"All right, I'll find him," and he went on to the governor's house.
Nicholas was in his library, a law-book open before him. When he saw Galt he turned from his desk and motioned to a chair beside him. "Come in, Ben, and sit down. I'm glad to see you."
Galt threw himself into the chair. "I've just seen Ryan," he said, "and I never met a more sanguine man. He doesn't give Webb a chance."
"Ah, is that so?" asked the governor; his tone was almost indifferent, but in a moment he leaned forward and spoke rapidly:
"I fear there's trouble in Kingsborough, Ben. They've brought a negro there to the gaol from' Hagersville, where there were threats of a lynching."
"The devil! Well, you aren't afraid that Kingsborough will turn lawless? My dear friend, there isn't enough vitality down there to make one first-class savage."

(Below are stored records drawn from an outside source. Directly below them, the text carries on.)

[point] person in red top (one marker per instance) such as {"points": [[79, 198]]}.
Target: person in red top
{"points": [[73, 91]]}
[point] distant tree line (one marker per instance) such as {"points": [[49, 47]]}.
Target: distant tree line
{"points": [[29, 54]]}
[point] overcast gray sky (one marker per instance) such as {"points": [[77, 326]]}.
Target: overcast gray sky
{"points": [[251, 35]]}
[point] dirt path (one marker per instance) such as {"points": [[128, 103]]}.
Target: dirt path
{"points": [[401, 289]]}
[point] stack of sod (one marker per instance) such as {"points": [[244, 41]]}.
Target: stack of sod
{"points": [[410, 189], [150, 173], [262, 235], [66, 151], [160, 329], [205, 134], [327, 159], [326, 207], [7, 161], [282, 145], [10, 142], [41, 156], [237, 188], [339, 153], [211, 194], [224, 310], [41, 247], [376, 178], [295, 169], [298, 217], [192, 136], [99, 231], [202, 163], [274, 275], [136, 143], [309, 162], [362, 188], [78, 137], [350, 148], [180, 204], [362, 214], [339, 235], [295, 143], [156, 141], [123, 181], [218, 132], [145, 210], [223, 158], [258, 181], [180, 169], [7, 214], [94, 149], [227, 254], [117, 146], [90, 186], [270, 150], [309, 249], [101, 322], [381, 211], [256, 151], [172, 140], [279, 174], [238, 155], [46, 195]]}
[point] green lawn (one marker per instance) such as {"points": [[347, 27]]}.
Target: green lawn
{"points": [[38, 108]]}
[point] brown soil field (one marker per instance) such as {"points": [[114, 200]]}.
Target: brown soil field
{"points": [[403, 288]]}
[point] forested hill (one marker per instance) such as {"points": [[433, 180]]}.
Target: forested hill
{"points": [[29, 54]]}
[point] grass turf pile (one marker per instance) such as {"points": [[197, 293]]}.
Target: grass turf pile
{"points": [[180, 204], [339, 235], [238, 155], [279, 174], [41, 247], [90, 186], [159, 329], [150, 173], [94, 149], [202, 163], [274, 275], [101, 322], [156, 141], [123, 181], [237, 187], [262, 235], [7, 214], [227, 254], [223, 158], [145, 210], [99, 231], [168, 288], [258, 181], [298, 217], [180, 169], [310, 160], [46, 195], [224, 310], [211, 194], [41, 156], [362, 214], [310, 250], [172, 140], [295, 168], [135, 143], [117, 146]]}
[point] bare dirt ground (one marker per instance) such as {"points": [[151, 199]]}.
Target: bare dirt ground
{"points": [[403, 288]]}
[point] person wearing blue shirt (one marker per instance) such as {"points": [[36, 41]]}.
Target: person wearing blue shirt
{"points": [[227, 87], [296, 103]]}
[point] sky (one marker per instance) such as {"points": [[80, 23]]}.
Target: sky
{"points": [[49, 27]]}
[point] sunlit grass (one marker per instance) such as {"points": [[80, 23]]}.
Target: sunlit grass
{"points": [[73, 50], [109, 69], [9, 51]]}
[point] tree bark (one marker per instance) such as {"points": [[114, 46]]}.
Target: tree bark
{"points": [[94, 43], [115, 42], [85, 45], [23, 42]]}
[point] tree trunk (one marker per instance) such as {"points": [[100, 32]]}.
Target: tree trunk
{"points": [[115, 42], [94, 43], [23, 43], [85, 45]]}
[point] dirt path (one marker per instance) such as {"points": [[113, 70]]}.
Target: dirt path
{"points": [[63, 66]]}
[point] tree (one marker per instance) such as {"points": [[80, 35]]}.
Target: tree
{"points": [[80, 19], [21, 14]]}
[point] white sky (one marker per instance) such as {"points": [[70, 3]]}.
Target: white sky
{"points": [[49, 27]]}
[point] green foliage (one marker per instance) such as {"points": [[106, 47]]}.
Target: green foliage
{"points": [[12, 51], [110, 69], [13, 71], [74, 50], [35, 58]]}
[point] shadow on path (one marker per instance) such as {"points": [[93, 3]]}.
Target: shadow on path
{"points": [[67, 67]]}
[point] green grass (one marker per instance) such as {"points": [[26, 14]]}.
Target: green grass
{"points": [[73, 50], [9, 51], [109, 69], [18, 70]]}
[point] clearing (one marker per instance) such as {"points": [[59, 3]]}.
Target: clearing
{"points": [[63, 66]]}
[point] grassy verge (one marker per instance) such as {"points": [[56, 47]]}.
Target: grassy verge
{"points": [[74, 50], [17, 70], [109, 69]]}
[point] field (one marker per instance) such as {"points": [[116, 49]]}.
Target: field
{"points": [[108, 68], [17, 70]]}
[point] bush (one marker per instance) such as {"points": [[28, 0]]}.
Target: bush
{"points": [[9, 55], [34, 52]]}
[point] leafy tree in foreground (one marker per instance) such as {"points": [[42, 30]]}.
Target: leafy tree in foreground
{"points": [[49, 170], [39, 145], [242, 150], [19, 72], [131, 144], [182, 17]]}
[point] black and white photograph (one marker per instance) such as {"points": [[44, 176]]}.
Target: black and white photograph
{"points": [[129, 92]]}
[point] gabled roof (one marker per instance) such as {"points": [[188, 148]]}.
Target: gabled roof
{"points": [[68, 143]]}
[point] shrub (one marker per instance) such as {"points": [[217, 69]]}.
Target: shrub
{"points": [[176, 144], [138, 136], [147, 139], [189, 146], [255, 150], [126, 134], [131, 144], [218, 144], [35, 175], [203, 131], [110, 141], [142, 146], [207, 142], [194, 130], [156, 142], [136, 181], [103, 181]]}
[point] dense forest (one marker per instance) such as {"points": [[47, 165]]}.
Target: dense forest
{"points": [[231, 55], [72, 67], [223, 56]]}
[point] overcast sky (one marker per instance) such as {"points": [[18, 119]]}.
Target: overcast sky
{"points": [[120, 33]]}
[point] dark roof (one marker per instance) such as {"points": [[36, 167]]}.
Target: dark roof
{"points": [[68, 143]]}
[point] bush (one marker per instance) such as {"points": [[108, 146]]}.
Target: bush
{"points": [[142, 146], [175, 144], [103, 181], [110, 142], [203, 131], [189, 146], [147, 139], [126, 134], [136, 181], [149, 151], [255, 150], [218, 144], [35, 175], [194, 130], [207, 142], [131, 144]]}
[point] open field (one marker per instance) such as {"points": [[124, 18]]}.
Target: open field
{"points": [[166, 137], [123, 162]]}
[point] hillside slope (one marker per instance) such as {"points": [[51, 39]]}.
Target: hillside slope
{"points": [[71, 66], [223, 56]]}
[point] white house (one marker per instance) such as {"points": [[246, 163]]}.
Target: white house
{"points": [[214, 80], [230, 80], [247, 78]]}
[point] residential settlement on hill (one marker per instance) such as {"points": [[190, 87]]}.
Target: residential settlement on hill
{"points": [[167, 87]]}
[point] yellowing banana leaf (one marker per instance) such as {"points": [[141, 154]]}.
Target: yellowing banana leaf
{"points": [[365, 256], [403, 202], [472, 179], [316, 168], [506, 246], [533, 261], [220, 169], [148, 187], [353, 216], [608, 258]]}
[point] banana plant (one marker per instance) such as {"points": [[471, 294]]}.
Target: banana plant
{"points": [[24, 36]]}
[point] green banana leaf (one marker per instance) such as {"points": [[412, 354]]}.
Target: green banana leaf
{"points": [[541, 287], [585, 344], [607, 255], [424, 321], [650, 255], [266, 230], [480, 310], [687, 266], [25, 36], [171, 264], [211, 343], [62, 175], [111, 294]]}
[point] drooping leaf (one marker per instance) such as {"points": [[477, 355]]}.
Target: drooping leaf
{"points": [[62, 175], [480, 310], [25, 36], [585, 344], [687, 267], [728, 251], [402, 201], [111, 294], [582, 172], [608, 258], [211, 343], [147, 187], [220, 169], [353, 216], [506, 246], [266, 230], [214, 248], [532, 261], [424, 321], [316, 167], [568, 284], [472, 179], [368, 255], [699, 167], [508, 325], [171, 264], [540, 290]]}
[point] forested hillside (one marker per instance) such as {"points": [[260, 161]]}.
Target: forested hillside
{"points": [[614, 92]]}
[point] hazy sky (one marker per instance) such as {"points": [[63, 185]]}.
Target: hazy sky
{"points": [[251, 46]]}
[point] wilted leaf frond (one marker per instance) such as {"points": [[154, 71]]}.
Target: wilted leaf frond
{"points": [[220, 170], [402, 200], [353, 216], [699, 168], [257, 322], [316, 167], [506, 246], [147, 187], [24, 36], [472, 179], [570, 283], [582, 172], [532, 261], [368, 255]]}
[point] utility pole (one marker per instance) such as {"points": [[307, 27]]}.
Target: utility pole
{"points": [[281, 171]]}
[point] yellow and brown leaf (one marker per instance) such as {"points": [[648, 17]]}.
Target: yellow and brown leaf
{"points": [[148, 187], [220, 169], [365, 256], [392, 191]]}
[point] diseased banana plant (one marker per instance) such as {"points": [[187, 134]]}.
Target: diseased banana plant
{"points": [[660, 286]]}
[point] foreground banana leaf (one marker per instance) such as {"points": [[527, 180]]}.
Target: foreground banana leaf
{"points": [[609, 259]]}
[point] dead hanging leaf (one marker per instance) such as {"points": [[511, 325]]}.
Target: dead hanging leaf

Nicholas fell back again, his vivid hair drawings the superb outline of his head on the worn leather against which he leaned.
"Oh, I'm not afraid of Kingsborough," he returned, "but Hagersville is only three miles distant, and the country people are much wrought up. God knows they have reason to be."
"Ah, the usual thing."
"I don't know the details—but there is sufficient evidence against the man, they say, to hang him twenty times. He's as dead as if the noose had left his neck—but he must die by law. There hasn't been a lynching in the State since I've been in office."